Birleşmiş Milletler mi, İslam İşbirliği Teşkilatı mı, Dünya Sağlık Örgütü mü, Uluslararası Ceza Mahkemesi mi?
Bu seçenekler içinde akla ilk gelen isim şüphesiz Birleşmiş Milletlerden sonra en büyük kuruluş olan İslam İşbirliği Teşkilatı.
Ancak bu seçeneği düşünenlerin meseleye duygusal yaklaşmalarından dolayı farkına varamadıkları bir husus var.
Düşündüğünüz o teşkilattan geriye ne teşkilat kaldı ne de iş birliği.

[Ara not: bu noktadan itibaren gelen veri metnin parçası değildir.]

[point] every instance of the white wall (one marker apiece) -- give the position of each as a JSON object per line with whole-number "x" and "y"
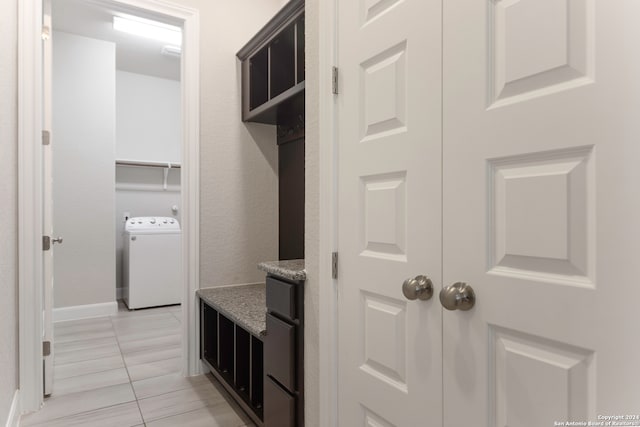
{"x": 147, "y": 118}
{"x": 238, "y": 162}
{"x": 83, "y": 145}
{"x": 9, "y": 203}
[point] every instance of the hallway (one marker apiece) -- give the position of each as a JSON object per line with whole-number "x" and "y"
{"x": 124, "y": 370}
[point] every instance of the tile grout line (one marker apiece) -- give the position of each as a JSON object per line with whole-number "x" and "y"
{"x": 128, "y": 374}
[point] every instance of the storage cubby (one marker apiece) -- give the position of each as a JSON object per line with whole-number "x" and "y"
{"x": 259, "y": 78}
{"x": 243, "y": 363}
{"x": 210, "y": 335}
{"x": 235, "y": 357}
{"x": 257, "y": 372}
{"x": 226, "y": 350}
{"x": 283, "y": 65}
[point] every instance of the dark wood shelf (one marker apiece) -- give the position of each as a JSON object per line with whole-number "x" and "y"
{"x": 273, "y": 65}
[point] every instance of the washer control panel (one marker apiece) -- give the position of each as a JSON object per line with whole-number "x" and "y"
{"x": 152, "y": 223}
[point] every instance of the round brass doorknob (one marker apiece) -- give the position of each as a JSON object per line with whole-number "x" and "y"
{"x": 458, "y": 296}
{"x": 420, "y": 287}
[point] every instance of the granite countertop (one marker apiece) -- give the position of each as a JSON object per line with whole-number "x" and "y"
{"x": 291, "y": 269}
{"x": 243, "y": 304}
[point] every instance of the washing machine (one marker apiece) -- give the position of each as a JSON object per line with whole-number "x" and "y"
{"x": 151, "y": 262}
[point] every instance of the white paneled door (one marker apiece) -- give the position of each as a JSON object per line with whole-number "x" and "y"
{"x": 389, "y": 224}
{"x": 520, "y": 181}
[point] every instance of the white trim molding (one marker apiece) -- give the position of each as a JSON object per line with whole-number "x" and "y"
{"x": 328, "y": 166}
{"x": 86, "y": 311}
{"x": 13, "y": 419}
{"x": 30, "y": 203}
{"x": 30, "y": 107}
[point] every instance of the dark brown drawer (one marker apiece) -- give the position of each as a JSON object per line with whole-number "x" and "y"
{"x": 279, "y": 352}
{"x": 279, "y": 406}
{"x": 281, "y": 298}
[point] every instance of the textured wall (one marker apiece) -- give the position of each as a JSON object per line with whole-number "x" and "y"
{"x": 9, "y": 210}
{"x": 147, "y": 118}
{"x": 238, "y": 161}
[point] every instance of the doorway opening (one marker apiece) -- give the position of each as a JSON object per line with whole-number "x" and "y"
{"x": 33, "y": 284}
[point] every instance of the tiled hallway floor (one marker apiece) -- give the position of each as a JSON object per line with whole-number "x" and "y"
{"x": 124, "y": 370}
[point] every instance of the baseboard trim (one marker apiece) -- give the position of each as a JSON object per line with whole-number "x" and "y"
{"x": 85, "y": 311}
{"x": 13, "y": 420}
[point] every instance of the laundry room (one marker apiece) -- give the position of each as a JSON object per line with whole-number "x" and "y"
{"x": 116, "y": 116}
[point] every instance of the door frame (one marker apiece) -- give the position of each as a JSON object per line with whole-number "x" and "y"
{"x": 30, "y": 189}
{"x": 323, "y": 33}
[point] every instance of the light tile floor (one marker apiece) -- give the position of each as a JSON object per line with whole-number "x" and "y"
{"x": 124, "y": 370}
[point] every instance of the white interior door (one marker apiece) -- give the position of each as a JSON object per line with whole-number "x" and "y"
{"x": 389, "y": 212}
{"x": 47, "y": 266}
{"x": 541, "y": 210}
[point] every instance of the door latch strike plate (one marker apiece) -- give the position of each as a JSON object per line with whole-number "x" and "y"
{"x": 334, "y": 80}
{"x": 334, "y": 265}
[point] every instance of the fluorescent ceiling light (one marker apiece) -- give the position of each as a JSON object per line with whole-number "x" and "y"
{"x": 149, "y": 29}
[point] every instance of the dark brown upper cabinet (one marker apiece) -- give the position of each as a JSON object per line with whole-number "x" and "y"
{"x": 273, "y": 65}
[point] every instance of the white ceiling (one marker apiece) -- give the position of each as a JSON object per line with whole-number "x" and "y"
{"x": 135, "y": 54}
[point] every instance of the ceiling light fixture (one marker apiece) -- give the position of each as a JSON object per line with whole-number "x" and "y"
{"x": 148, "y": 28}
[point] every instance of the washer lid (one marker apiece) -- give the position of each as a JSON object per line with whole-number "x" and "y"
{"x": 152, "y": 223}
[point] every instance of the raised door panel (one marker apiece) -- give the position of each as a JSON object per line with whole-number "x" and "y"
{"x": 539, "y": 150}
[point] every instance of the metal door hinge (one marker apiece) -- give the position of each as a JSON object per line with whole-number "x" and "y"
{"x": 334, "y": 80}
{"x": 334, "y": 265}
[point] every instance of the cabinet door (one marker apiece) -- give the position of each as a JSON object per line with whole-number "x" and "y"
{"x": 279, "y": 352}
{"x": 279, "y": 406}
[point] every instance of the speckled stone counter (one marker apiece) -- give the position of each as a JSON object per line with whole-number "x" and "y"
{"x": 291, "y": 269}
{"x": 243, "y": 304}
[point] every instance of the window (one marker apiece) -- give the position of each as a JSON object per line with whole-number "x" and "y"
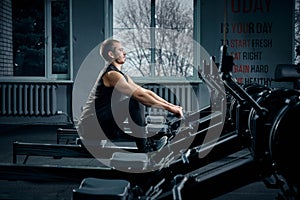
{"x": 40, "y": 39}
{"x": 157, "y": 36}
{"x": 297, "y": 31}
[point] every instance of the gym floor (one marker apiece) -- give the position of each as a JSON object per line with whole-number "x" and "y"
{"x": 57, "y": 190}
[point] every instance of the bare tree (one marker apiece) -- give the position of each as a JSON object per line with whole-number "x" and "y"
{"x": 173, "y": 36}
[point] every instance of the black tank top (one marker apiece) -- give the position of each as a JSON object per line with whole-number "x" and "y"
{"x": 106, "y": 96}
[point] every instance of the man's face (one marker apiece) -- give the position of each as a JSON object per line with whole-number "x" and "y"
{"x": 119, "y": 54}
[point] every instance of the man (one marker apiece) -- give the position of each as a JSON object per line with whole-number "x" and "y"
{"x": 115, "y": 96}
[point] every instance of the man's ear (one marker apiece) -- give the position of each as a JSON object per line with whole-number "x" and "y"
{"x": 111, "y": 54}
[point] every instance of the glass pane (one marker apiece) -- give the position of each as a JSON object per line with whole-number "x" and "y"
{"x": 168, "y": 47}
{"x": 174, "y": 38}
{"x": 60, "y": 35}
{"x": 28, "y": 37}
{"x": 131, "y": 25}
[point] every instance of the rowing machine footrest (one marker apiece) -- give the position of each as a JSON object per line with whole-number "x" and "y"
{"x": 104, "y": 189}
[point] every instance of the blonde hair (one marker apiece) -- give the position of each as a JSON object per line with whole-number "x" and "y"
{"x": 107, "y": 46}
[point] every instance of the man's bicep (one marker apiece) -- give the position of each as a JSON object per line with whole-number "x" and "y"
{"x": 126, "y": 88}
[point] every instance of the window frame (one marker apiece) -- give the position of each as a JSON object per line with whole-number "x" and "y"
{"x": 153, "y": 78}
{"x": 49, "y": 76}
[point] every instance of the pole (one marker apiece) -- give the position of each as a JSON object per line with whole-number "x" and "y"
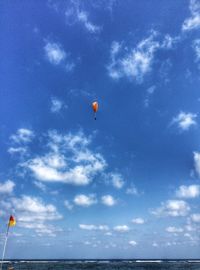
{"x": 4, "y": 248}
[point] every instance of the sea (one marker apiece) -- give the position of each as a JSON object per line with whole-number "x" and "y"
{"x": 102, "y": 265}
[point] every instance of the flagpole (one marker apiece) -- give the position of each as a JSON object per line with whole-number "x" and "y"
{"x": 4, "y": 248}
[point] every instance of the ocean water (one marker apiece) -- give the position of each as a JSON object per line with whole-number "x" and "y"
{"x": 102, "y": 265}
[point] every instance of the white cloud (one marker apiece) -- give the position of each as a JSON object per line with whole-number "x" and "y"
{"x": 17, "y": 150}
{"x": 197, "y": 163}
{"x": 117, "y": 180}
{"x": 88, "y": 227}
{"x": 56, "y": 105}
{"x": 191, "y": 191}
{"x": 83, "y": 200}
{"x": 54, "y": 53}
{"x": 32, "y": 213}
{"x": 91, "y": 227}
{"x": 138, "y": 221}
{"x": 121, "y": 228}
{"x": 132, "y": 190}
{"x": 174, "y": 229}
{"x": 138, "y": 62}
{"x": 192, "y": 22}
{"x": 195, "y": 218}
{"x": 83, "y": 18}
{"x": 69, "y": 160}
{"x": 68, "y": 205}
{"x": 172, "y": 208}
{"x": 7, "y": 187}
{"x": 155, "y": 244}
{"x": 23, "y": 135}
{"x": 184, "y": 120}
{"x": 108, "y": 200}
{"x": 132, "y": 243}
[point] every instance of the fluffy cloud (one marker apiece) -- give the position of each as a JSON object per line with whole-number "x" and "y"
{"x": 22, "y": 136}
{"x": 83, "y": 200}
{"x": 132, "y": 243}
{"x": 7, "y": 187}
{"x": 117, "y": 180}
{"x": 82, "y": 16}
{"x": 184, "y": 120}
{"x": 108, "y": 200}
{"x": 68, "y": 205}
{"x": 138, "y": 221}
{"x": 172, "y": 208}
{"x": 136, "y": 63}
{"x": 174, "y": 230}
{"x": 40, "y": 185}
{"x": 54, "y": 53}
{"x": 121, "y": 228}
{"x": 91, "y": 227}
{"x": 192, "y": 22}
{"x": 132, "y": 190}
{"x": 69, "y": 160}
{"x": 56, "y": 105}
{"x": 195, "y": 218}
{"x": 197, "y": 163}
{"x": 32, "y": 213}
{"x": 17, "y": 150}
{"x": 191, "y": 191}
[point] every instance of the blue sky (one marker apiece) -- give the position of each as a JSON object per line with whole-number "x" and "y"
{"x": 123, "y": 186}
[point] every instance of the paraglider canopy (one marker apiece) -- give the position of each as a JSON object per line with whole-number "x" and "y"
{"x": 95, "y": 107}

O ucube yapıdan geriye kalan sadece İslam, o da her ülke için geçerli değil.
Oysa Bu Teşkilat...
Oysa o teşkilat bugün yerle bir edilen Kudüs'ü, geriye sadece Gazze'si kalan Filistin'i kısacası kutsal toprakları korumak için kurulmuştu.
Neydi hikayesi...
Yahudilerin 1969 yılında Mescidi Aksa'ya yakmasından hemen sonra İslam Devletleri Riyad'da olağan üstü toplanırlar ve bundan böyle kutsal değerlere yapılacak her saldırıya birlikte karşı koymak için BM'den sonraki en büyük teşkilatın kurulmasına karar verirler.
Ancak işler planlandığı gibi gitmez.
Gerek teşkilat kurulmadan önce gerek kurulduktan sonra İslam devletleri bugüne kadar tarihlerinin en kötü ve en rezil sınavlarını verirler.
Tüm bu kara dönemin sarı öküzü Mescidi Aksa'dır.
Mescidi Aksa...
Yıl 1969...
Mescidi Aksa...
İslam dininin, İslam devletlerinin en kutsal değeri Yahudilerin saldırısı sonucu yandı.
Olay bütün İslam alemini ayağa kaldıracak bir olaydı.
Durumun farkında olan Yahudiler korkudan tir tir titriyorlardı.
İsrail'in ilk kadın Başbakanı Golda Meir sonrasında yayınladığı hatıratlarında o günü şu cümlelerle anlatıyordu.
"Mescidi Aksa'yı ateşe verdiğimiz gece korkudan sabaha kadar uyumadım. Zannediyordum ki bütün Müslümanlar dört bir taraftan İsrail'e girecekler, taş üstünde taş bırakmayacaklar, hepimizi öldürecekler.
Sabah oldu, perdeyi aralayarak korku içinde camdan dışarı baktım. Sokaklar bomboştu, kimseler yoktu.
İşte o zaman anladım ki korktuğum başımıza gelmeyecek.
İşte o zaman idrak etim ki biz bu topraklarda her istediğimizi, her dilediğimizi rahatlıkla yapabiliriz.
Çünkü gördüm ki Müslüman ümmet uyuyan bir ümmet."
Sorumuza Dönersek...
Tablo bu mu?
Evet, maalesef geçmişten bugüne tablo bu.
Bu gerçekler ışığında şimdi sorumuza dönelim, İsrail nasıl durdurulacak?
İsrail sadece ve sadece Golda Meir'in korktuğu başına gelirse durur.